Die Multibrid 5000 ist nach wie vor einzigartig unter den Prototypen mit mehr als 3 MW Leistung 2. Weil sie nur mit einer Getriebestufe auskommt, hofft der Hersteller auf eine hohe Zuverlässigkeit. Die spezielle Konstruktion hat jedoch den Nachteil, dass auf See praktisch keine größeren Reparaturen möglich sind, auf keinen Fall ein Austausch des Getriebes. In den meisten Fällen wird man der Einfachheit halber den Turmkopf komplett austauschen, um den Defekt an Land zu beheben.

Siemens kann mit dem robusten Käfigläufer-ASG und mit dem Vollumrichter punkten. Nennleistung und Rotordurchmesser müssen allerdings noch kräftig wachsen, um mit dem Wettbewerb Schritt zu halten.

GE Energy testet sieben Anlagen des Typs 3.6s bereits seit zwei Jahren in der Irischen See, verfügt also über die größte Offshore-Erfahrung in der Klasse über 3 MW. Obwohl die 3.6s nun mit einem größeren Rotordurchmesser ausgerüstet wird (und dann 3.6sl heißt), stellt sich die Frage, in welche Richtung GE Energy langfristig gehen wird. Die Entwicklung der 2.X spricht dafür, dass der nächsten Offshore-Prototyp ebenfalls mit Synchrongenerator und Vollumrichter ausgerüstet sein wird.



Text:
Detlef Koenemann
Martin Tschierschke
Sonne, Wind und Wärme (Magazine)
www.bva-solar.de



This report is based on an article which appeared in the volume 1 / 2006 issue of Sun, Wind and Energy. The article was updated in September 2006 and is republished with permission of the authors and publisher.

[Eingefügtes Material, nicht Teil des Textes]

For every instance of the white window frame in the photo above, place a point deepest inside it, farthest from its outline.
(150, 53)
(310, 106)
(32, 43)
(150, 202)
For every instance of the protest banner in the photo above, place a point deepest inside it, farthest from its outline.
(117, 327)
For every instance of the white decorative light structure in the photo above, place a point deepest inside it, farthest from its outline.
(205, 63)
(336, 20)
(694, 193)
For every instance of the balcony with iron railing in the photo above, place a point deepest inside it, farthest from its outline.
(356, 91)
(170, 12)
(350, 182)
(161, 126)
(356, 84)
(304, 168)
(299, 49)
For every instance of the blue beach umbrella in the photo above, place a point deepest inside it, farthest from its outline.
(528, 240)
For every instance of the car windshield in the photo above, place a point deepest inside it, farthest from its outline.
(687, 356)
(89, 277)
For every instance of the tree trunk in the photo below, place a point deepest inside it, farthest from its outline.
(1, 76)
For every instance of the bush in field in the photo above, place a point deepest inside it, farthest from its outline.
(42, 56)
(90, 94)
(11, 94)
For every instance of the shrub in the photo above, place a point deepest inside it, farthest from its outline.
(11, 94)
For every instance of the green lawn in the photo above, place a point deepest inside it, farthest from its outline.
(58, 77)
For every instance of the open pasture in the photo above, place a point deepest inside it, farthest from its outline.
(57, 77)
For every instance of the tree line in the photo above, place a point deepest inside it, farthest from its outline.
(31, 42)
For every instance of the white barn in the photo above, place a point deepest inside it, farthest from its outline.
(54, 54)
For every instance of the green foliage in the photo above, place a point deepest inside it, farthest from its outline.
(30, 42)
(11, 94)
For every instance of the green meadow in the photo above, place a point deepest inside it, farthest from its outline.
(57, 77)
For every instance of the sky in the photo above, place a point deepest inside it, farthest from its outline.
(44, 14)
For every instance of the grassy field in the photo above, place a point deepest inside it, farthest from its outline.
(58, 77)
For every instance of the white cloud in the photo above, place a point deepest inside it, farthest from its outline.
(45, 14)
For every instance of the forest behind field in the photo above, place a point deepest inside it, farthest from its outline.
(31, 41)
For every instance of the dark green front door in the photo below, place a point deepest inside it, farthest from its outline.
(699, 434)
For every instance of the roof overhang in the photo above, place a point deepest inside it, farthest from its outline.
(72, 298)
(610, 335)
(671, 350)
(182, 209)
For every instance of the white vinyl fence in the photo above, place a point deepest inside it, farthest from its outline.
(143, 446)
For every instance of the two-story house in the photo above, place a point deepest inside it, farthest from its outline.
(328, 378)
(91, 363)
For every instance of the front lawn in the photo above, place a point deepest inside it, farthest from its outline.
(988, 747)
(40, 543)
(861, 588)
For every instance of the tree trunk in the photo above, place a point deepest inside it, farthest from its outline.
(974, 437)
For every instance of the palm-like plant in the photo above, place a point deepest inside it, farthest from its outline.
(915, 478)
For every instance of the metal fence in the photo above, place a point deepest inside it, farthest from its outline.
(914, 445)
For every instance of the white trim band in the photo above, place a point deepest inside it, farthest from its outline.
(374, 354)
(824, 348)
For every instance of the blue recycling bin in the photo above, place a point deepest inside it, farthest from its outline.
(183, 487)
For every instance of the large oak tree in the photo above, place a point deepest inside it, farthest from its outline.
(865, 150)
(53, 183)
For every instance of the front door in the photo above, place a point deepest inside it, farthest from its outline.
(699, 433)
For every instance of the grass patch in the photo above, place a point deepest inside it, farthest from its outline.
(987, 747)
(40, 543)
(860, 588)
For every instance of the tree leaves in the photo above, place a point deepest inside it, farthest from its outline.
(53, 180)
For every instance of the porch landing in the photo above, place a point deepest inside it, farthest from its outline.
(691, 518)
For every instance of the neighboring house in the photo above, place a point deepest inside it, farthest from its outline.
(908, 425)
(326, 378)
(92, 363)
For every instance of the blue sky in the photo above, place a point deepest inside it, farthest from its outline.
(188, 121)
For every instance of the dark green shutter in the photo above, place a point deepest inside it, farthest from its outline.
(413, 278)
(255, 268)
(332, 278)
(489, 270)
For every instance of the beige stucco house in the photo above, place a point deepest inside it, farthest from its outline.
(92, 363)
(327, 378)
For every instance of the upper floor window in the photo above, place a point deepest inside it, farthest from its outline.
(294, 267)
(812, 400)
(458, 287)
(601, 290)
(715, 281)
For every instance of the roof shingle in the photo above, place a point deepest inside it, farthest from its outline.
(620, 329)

1 Von vier der hier dargestellten Multimegawattanlagen existiert bisher jeweils ein Prototyp. Die GE Energy 3.6s, die Enercon E-112, die Repower 5M und die Siemens 3.6 MW wurden bereits mehrfach gebaut. Der Einfachheit halber ist jedoch im Folgenden stets von Prototypen die Rede.

2 Der kleine finnische Hersteller Windwind Oy errichtete im November 2004 einen 3-MW-Prototypen (90 m Rotordurchmesser), der ebenfalls nach dem Multibrid-Prinzip aufgebaut ist (www.winwind.fi).